The weekends are much more active.   Every Friday night we have pizza night.  Everyone brings their own homemade pizza and we cook them in a stone wood-burning oven in the Bower’s yard.  The pizza is delicious- with a sort of grilled flavor.  The Bowers also have a projector that they can hook up to their laptop, so we usually watch a movie sometime over the weekend.  We normally brave a trip to the market during the weekend as well.

Ethiopian wedding feast
{injera bread prepared for a wedding}

This past Sunday I was invited to an Ethiopian wedding.  One of the guys who works at the CCCE foster home invited Allie (one of the CCCE volunteers) and me to visit his village.  His uncle was getting married, so he said we could stop by and join the festivities (Ethiopian weddings are three days long).  The best mode of transport once you leave the paved roads is by off-road motorcycle…I was definitely up for the adventure!

We rode for about an hour, initially on the main highway, then along winding dirt roads.  On either side were thatch huts, fields of crops, and mountains in the distance.  Kids would appear out of the huts and from the fields waving and yelling “ferange!”  It was so beautiful…I think Solomon was worried that I’d fall off the motorcycle while trying to capture it all with my camera.

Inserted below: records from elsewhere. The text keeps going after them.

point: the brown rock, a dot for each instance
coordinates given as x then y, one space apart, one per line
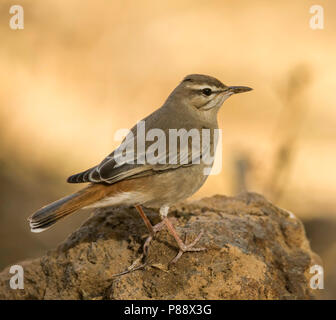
255 251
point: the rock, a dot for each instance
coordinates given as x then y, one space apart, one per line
254 251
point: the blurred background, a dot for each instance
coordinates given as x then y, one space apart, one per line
80 70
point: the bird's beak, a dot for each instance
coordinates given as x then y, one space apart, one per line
238 89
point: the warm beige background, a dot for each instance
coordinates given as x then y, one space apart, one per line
80 70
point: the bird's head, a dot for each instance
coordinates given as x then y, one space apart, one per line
204 93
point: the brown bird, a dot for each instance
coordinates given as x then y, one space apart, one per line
142 172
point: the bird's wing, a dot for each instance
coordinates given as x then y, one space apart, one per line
118 166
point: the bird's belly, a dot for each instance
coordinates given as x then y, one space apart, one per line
171 187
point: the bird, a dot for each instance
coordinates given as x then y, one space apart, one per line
135 179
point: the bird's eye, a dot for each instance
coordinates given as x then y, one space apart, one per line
206 91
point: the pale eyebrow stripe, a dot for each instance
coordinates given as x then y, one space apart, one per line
202 86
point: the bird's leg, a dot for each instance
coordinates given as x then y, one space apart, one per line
152 229
182 245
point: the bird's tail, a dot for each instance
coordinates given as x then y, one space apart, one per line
51 213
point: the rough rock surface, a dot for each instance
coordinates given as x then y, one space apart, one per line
255 251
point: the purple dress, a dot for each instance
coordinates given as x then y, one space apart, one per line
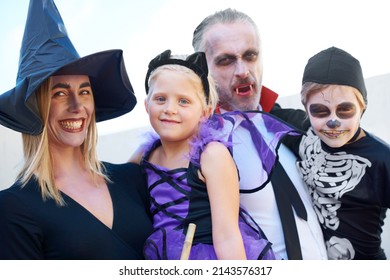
178 197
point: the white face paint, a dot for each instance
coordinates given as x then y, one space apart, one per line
334 114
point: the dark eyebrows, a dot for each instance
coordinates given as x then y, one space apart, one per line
61 85
67 86
85 84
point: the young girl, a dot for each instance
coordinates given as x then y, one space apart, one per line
345 167
192 177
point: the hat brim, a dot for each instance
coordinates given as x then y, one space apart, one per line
113 93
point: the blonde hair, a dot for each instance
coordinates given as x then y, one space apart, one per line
38 161
309 88
208 104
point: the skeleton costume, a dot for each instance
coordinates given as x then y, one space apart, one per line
32 227
349 185
350 189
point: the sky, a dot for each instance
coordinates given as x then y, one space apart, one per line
291 32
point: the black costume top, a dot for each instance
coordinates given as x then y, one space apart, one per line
31 228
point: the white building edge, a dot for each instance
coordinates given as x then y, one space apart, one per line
118 147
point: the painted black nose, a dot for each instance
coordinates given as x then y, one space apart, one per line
333 123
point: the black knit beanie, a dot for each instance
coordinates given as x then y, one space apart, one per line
335 66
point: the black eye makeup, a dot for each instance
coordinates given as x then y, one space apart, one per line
344 110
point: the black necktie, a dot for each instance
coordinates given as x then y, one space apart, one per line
286 197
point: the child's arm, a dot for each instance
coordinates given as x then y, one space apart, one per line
221 177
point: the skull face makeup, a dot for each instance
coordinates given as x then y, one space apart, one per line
334 114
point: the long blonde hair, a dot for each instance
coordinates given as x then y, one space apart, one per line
38 161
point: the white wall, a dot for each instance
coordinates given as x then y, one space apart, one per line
119 146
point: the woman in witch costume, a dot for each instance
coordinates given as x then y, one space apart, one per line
66 204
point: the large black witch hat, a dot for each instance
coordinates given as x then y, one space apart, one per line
47 50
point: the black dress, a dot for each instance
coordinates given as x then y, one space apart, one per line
31 228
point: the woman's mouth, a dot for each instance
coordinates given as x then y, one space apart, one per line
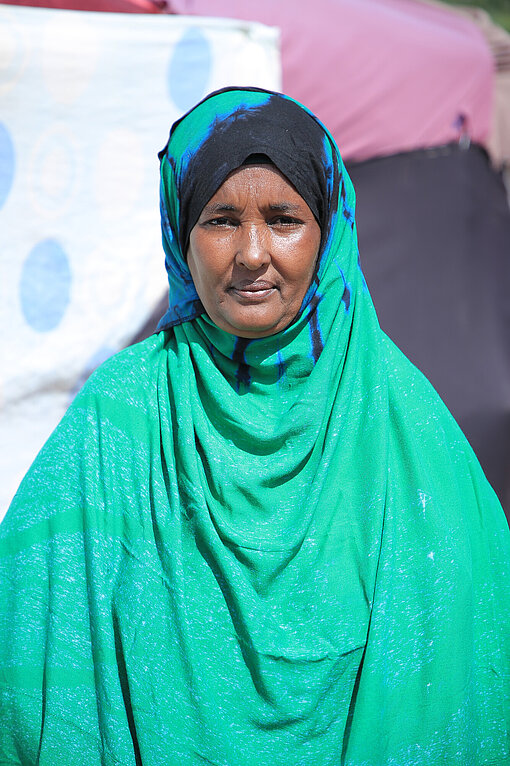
253 291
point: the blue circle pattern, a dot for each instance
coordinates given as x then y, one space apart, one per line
7 163
45 285
189 69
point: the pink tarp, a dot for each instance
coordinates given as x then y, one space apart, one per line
384 75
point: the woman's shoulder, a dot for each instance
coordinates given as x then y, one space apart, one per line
131 370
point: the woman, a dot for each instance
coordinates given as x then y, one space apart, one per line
257 537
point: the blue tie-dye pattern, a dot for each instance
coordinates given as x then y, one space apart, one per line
184 302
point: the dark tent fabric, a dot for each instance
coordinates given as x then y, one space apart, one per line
434 236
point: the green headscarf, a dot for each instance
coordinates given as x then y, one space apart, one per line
261 553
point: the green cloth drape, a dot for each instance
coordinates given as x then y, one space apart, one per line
310 569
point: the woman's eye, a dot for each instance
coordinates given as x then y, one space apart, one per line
221 221
284 220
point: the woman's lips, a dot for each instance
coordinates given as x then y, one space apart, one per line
255 291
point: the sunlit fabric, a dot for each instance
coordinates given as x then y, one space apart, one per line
257 553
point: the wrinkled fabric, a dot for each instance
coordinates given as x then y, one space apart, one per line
266 552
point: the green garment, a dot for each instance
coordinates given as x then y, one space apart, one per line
307 569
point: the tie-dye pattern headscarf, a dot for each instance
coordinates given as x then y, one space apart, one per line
256 552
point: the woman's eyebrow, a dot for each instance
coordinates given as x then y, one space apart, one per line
218 207
286 207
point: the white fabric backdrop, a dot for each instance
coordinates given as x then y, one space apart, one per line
86 101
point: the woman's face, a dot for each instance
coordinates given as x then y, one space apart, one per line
252 252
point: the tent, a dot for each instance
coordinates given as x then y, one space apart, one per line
86 102
406 88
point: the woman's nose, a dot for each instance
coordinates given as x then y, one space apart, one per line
253 247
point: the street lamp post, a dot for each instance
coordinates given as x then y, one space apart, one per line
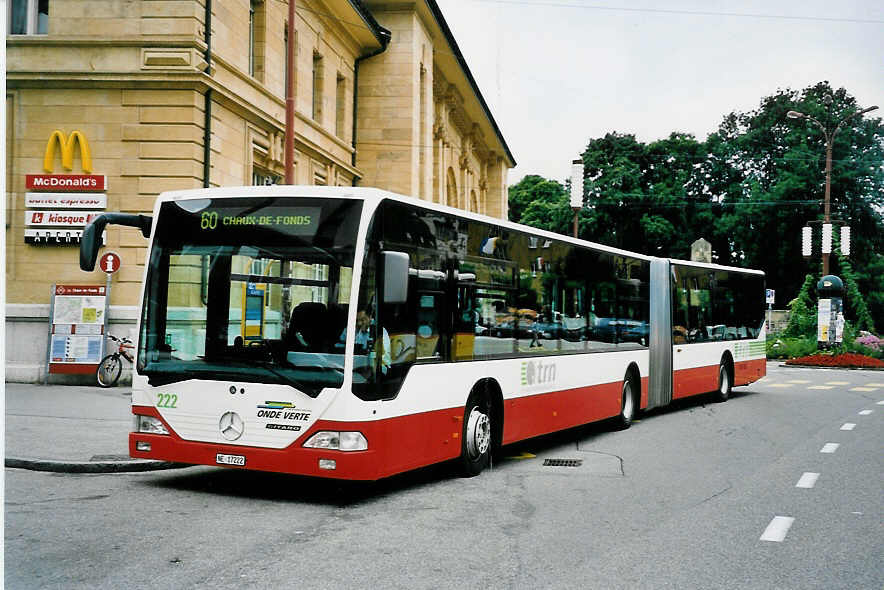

We went first to meet Michael’s family at his childhood home.  It had a small main room with a bed, a few stools, and two wooden chairs for furniture.  The adjoining room was for the animals during the hard rains.  Behind it was a room that was almost pitch-black.  Upon entering I noticed some hot coals in the corner under a boiling kettle of wot.  The only light came from the embers and some small cracks in the thatch roof.   An Ethiopian kitchen!  His family served us corn and beans and some of the strongest coffee I have ever tasted.  Very good, but I had a hard time falling asleep that nightJ  I asked to have my coffee without the traditional rancid butter mixed in.  I was given this strange brew by a family at the hospital and can’t say that I’d recommend it.

When we arrived at the wedding location, the bride and groom were not there, so we met the guests and left shortly after.  On the ride home, Solomon made the comment, “The Ethiopians are a very happy people.”  I would agree.  There is such a joy among the people here, even in the face of great adversity.  I have much to learn from them.  It’s interesting coming here to serve when I feel I am receiving so much more than I can possibly give.